Because the pipeline definition is data-driven, you can adjust parameters or reorder stages without redeploying code.
### Configuring programmatically via PHP Since XML is the easier way to configure pipelines "visually" and allows also non-developers to edit and mantain them by enabling any actor to manage automations in your web applications, you can also configure the pipelines programmatically in your php code. This may have sense for example for those business logic automations that doesn't need to be edited/mantained from your application administration panels, are fixed (doesn't change often), or doesn't need to be mantained by non-developers actors. More info in the DOCUMENTATION.md
Pipeflow ships with a catalogue of built-in stages, but you can register your own custom stages to integrate APIs, internal systems, or platform-specific behaviour. Once registered, custom stages become available to both PHP and XML pipelines, letting you reuse them across projects.

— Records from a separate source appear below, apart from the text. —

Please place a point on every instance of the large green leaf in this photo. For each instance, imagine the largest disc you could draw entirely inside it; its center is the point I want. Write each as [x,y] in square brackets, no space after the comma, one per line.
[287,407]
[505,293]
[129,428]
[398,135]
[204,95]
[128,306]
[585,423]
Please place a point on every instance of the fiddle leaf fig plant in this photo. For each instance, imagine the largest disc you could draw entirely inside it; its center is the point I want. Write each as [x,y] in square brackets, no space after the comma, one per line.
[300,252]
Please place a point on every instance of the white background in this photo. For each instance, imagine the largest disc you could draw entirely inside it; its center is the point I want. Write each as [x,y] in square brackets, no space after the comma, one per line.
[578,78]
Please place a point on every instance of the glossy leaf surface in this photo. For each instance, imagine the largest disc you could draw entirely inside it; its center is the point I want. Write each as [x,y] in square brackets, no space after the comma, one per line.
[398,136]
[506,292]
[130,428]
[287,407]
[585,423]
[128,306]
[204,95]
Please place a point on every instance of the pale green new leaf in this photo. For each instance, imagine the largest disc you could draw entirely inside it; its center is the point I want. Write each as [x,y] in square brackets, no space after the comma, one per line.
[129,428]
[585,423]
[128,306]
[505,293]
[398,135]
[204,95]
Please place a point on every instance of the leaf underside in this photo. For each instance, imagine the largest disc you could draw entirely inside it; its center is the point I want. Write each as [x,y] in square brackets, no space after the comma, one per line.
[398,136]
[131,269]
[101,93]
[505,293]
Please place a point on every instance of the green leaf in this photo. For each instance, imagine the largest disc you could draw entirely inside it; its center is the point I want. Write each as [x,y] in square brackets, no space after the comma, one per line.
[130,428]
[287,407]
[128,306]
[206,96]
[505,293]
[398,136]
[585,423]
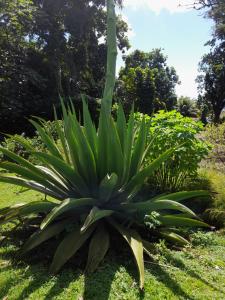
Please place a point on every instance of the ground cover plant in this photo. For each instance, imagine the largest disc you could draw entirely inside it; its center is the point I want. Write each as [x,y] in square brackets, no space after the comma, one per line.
[94,179]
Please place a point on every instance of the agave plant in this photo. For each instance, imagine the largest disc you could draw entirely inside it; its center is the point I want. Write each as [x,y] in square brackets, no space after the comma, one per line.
[94,177]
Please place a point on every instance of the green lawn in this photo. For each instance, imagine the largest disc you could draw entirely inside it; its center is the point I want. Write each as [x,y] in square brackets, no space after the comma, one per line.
[195,273]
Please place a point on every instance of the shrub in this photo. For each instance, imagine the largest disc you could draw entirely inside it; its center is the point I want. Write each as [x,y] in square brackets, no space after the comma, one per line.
[15,143]
[212,209]
[95,176]
[215,134]
[171,129]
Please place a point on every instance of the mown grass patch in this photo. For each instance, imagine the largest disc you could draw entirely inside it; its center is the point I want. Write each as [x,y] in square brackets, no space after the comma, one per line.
[197,272]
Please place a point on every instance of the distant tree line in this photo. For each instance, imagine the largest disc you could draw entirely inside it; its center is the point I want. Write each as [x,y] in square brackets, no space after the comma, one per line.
[211,80]
[51,48]
[58,47]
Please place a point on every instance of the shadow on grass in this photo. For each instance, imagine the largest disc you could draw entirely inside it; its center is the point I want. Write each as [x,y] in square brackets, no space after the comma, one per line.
[97,286]
[177,262]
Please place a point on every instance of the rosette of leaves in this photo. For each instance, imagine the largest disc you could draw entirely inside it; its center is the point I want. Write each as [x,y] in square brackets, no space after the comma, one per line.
[94,177]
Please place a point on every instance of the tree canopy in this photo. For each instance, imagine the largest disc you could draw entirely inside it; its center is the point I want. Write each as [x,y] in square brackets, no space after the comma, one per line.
[51,48]
[212,66]
[147,81]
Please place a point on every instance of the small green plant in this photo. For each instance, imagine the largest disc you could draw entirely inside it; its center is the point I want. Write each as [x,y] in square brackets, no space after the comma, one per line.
[94,178]
[172,129]
[215,134]
[202,239]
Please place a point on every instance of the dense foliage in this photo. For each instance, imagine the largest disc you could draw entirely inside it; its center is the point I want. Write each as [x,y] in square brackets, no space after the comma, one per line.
[211,79]
[172,129]
[187,107]
[94,177]
[49,48]
[147,81]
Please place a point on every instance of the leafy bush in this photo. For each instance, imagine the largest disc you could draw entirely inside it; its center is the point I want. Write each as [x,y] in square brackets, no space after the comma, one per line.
[215,134]
[212,209]
[14,143]
[215,213]
[171,129]
[94,178]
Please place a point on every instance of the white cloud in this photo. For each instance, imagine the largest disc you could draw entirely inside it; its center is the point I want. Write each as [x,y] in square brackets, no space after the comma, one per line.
[157,5]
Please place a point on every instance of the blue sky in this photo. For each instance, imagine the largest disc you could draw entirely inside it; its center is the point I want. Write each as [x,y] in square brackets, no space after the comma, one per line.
[181,32]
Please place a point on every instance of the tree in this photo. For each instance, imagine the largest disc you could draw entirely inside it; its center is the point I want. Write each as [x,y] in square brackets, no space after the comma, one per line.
[49,48]
[211,82]
[147,81]
[187,107]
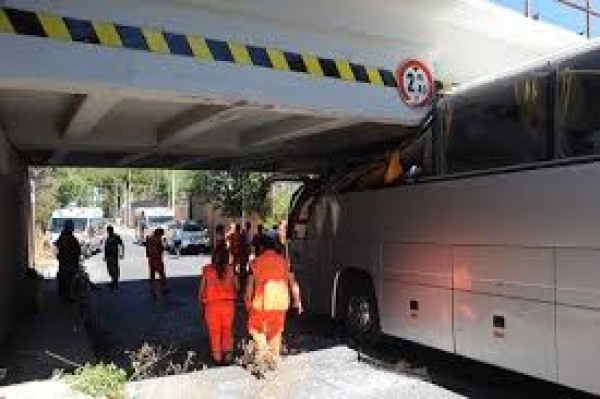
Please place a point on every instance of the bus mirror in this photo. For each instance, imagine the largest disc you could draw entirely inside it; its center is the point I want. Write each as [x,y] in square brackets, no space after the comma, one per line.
[394,168]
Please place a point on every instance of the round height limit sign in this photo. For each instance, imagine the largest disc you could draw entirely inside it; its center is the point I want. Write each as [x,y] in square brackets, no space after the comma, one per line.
[415,83]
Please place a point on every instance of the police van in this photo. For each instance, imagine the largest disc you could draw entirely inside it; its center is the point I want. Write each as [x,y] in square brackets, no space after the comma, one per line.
[89,223]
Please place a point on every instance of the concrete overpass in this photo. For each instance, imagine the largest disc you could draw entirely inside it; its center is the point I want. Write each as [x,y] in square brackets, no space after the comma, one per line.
[269,84]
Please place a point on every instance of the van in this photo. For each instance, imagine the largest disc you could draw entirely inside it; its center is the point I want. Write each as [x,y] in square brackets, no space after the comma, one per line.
[149,219]
[89,223]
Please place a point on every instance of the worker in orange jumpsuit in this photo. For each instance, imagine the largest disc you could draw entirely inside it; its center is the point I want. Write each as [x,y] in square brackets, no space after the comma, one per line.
[234,240]
[268,299]
[155,250]
[218,291]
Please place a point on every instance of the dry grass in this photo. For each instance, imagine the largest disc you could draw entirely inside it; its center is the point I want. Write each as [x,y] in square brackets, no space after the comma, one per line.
[43,253]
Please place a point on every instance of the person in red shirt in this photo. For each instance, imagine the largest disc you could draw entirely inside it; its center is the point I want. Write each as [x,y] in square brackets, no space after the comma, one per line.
[268,299]
[217,293]
[154,252]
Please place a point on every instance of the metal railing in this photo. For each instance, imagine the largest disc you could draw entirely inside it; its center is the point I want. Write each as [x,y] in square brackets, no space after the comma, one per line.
[586,7]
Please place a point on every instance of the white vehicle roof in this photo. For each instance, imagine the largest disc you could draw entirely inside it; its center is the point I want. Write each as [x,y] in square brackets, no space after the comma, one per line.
[77,212]
[156,211]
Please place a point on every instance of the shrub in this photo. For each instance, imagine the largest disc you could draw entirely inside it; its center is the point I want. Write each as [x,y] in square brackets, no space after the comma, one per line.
[99,381]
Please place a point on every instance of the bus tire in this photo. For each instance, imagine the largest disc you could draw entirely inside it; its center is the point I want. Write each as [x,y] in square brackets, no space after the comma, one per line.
[357,308]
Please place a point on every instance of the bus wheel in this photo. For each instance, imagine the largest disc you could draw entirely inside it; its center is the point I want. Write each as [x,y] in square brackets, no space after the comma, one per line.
[360,314]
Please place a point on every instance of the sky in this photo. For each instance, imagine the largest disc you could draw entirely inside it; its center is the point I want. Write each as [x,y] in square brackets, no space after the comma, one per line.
[554,12]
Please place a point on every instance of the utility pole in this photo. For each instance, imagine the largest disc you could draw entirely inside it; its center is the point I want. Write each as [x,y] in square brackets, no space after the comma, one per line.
[128,196]
[173,190]
[588,18]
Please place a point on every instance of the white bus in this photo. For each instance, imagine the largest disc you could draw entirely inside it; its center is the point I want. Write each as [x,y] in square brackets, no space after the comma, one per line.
[90,227]
[493,252]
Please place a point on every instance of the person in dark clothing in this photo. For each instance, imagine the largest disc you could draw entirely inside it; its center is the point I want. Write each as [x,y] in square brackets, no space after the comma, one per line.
[154,252]
[258,240]
[113,251]
[69,256]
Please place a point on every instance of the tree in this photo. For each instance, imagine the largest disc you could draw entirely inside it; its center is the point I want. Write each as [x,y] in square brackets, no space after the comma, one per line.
[234,193]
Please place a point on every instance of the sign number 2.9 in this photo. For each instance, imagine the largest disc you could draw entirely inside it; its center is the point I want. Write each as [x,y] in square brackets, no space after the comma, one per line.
[415,83]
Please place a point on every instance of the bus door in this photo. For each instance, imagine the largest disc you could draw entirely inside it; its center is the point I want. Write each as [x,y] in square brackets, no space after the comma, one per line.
[307,252]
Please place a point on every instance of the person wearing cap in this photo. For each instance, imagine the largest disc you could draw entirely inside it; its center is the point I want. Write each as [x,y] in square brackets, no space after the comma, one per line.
[268,300]
[69,257]
[217,294]
[155,250]
[113,251]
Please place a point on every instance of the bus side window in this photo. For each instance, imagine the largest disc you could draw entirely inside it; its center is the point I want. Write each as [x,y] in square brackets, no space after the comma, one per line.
[502,125]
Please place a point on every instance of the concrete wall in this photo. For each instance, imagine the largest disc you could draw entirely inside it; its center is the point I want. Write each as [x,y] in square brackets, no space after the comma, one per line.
[14,233]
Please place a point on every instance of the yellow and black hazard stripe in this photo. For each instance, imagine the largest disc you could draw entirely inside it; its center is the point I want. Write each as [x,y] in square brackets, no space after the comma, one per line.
[109,34]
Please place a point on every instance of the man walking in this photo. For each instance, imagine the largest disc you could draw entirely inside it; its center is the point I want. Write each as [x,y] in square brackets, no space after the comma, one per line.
[69,256]
[113,251]
[268,299]
[154,252]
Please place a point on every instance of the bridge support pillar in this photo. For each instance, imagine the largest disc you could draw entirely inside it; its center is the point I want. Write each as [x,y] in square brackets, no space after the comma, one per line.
[15,217]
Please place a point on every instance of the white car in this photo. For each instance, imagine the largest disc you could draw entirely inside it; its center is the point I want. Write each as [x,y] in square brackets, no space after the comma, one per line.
[189,237]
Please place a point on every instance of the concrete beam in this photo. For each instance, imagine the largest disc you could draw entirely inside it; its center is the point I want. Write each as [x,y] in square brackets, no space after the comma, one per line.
[195,122]
[129,159]
[291,128]
[58,156]
[85,114]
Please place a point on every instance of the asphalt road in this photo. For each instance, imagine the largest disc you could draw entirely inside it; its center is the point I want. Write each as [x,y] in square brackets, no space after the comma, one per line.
[130,316]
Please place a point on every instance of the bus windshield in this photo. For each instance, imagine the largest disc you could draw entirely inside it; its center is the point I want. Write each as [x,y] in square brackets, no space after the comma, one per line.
[57,224]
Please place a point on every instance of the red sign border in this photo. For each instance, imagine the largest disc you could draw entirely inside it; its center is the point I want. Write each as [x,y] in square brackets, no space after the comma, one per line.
[400,73]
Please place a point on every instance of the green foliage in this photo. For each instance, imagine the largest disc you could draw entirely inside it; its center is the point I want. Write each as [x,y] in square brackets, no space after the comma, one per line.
[233,192]
[46,188]
[99,381]
[281,195]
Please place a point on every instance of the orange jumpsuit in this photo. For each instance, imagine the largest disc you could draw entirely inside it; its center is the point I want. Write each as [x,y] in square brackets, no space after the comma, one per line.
[156,265]
[218,296]
[235,248]
[270,300]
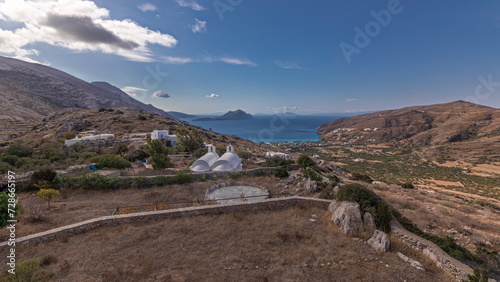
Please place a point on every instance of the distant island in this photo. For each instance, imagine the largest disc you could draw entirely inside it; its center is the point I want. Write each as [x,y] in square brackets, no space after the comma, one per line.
[231,115]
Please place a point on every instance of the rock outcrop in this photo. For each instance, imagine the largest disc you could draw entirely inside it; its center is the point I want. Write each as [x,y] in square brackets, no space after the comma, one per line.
[347,215]
[379,241]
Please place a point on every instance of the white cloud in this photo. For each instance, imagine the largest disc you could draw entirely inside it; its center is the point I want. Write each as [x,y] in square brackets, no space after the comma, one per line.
[288,65]
[235,61]
[190,4]
[199,26]
[147,7]
[160,94]
[77,25]
[176,60]
[133,91]
[208,59]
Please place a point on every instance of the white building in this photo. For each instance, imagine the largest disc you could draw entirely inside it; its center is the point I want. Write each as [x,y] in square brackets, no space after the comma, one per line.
[277,154]
[164,135]
[205,163]
[70,142]
[212,162]
[228,162]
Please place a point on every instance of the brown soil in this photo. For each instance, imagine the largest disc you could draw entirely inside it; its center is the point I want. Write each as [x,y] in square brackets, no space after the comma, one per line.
[265,246]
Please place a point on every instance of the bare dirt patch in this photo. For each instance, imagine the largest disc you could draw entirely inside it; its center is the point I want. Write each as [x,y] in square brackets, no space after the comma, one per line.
[266,246]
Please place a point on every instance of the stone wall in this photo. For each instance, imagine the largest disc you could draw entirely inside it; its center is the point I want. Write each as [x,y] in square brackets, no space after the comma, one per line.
[264,205]
[444,261]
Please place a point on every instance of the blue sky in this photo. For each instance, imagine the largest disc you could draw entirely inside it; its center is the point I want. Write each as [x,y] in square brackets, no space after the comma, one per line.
[267,56]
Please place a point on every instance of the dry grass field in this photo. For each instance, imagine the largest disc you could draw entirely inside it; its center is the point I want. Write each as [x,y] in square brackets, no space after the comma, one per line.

The full reference, including installation instructions, control-flow stages, and detailed stage catalogue, lives in DOCUMENTATION.md.
Pipeflow thrives on community input and it surely needs improvements and features: Whether you want to improve the core engine, add new features, add new built-in stages, fix bugs, or share feedback from real-world deployments, we would love to collaborate. Check out CONTRIBUTING.md for guidelines on reporting issues, proposing ideas, and submitting pull requests.
Pipeflow is distributed under the permissive BSD 3-Clause License, which keeps the project friendly for both open-source and commercial use while encouraging community contributions.